I’m still working on GPU acceleration for the pendulum project I started during last weekend’s hackathon, and am getting performance results that indicate CPU performance is significantly better than GPU performance for Neural Network Inference. The results of Digital Twin training (matrix multiplication) with GPU is ~150x faster than CPU. This seems reasonable, but have doubts about the results for Neural Network Inference.
Before I dug too deeply into the implementation details of my pendulum project’s code, I thought it might be useful to benchmark a known kernel implementation, specifically Modular’s Puzzle #4 from mojo-gpu-puzzles.
The results of this analysis is surprising to me (CPU wins!?), and I am uncertain if the results are valid. See below for direct links to AI generated reports and the Mojo benchmark files in my Github repo. I’m running this in VS Code on a Lambda A10 instance, MAX 25.5.0.dev2025070105. Please take a look – does any of this make sense? Any help/guidance greatly appreciated!

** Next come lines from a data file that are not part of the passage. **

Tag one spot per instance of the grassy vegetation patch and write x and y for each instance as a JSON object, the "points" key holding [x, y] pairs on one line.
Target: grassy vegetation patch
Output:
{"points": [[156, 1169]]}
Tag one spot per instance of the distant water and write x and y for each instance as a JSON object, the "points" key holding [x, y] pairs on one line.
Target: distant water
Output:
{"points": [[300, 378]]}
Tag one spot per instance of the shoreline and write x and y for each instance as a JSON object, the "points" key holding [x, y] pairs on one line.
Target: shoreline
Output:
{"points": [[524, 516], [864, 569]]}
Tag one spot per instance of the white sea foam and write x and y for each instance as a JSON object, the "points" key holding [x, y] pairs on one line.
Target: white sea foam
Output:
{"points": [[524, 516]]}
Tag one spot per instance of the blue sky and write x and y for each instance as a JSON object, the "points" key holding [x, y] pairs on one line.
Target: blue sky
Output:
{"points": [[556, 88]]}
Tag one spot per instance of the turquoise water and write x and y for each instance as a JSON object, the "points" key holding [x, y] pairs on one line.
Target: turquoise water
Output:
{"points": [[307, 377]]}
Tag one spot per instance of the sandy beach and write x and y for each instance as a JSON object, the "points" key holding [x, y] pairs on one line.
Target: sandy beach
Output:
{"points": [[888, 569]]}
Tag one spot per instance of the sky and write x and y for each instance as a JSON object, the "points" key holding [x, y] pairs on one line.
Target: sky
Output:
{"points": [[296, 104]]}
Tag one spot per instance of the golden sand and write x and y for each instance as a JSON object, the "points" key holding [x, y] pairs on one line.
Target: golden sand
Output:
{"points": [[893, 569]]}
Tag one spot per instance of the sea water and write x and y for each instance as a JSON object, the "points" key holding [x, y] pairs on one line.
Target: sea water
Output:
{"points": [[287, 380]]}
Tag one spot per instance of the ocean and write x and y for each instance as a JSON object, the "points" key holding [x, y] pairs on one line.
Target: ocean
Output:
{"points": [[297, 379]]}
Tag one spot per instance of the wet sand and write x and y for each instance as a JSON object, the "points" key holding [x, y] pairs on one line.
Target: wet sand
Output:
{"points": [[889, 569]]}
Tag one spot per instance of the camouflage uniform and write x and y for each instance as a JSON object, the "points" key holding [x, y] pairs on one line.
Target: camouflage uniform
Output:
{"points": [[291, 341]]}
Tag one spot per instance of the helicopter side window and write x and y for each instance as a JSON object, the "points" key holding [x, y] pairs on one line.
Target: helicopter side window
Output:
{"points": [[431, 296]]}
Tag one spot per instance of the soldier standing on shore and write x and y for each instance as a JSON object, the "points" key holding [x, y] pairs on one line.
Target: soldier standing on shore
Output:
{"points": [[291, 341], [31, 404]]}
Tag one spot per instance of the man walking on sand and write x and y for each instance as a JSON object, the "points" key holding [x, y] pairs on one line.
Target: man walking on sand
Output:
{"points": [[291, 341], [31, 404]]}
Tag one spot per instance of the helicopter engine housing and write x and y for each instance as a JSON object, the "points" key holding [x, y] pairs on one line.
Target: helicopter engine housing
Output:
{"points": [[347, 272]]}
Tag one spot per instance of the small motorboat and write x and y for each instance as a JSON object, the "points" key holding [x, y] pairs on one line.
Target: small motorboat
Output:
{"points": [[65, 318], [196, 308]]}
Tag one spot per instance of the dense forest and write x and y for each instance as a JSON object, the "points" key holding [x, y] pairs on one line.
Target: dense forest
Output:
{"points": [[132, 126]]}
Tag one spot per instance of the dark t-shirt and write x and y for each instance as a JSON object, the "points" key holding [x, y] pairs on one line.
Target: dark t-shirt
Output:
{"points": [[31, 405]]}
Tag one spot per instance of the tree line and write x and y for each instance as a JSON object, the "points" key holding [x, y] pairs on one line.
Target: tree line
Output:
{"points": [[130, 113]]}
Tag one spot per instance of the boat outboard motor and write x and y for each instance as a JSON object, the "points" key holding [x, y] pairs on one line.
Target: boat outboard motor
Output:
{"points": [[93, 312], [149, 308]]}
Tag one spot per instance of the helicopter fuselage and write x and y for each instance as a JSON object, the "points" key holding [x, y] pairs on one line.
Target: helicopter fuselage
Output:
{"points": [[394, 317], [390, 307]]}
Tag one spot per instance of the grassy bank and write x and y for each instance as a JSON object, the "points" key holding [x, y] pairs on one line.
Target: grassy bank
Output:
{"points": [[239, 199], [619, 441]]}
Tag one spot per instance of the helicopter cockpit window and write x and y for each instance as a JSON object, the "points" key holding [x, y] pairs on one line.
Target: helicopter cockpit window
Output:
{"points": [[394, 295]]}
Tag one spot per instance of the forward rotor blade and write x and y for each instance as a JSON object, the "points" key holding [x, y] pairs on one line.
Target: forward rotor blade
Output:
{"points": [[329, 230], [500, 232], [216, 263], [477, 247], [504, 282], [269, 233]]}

=== Comprehensive Performance Analysis: add_10_2d Implementations ===
Testing multiple matrix sizes to find GPU vs CPU crossover point
Number of benchmark runs per size: 5
Performance Results:
===================
Testing size 2 x 2 ...
Matrix size: 2 x 2 (4 elements)
CPU Implementation: 3.3e-05 ms
GPU UnsafePointer: 3.1745124 ms
GPU LayoutTensor: 2.146968 ms
CPU vs GPU UnsafePointer: 96197.34545454544 x (CPU is faster)
CPU vs GPU LayoutTensor: 65059.63636363636 x (CPU is faster)
GPU LayoutTensor is 1.4786025688319526 x faster than GPU UnsafePointer
CPU Throughput: 121.2121212121212 M elements/ms
GPU UnsafePointer Throughput: 0.0012600360294702268 M elements/ms
GPU LayoutTensor Throughput: 0.0018630925099954912 M elements/ms
[intermediate results]
Testing size 2048 x 2048 ...
Matrix size: 2048 x 2048 (4194304 elements)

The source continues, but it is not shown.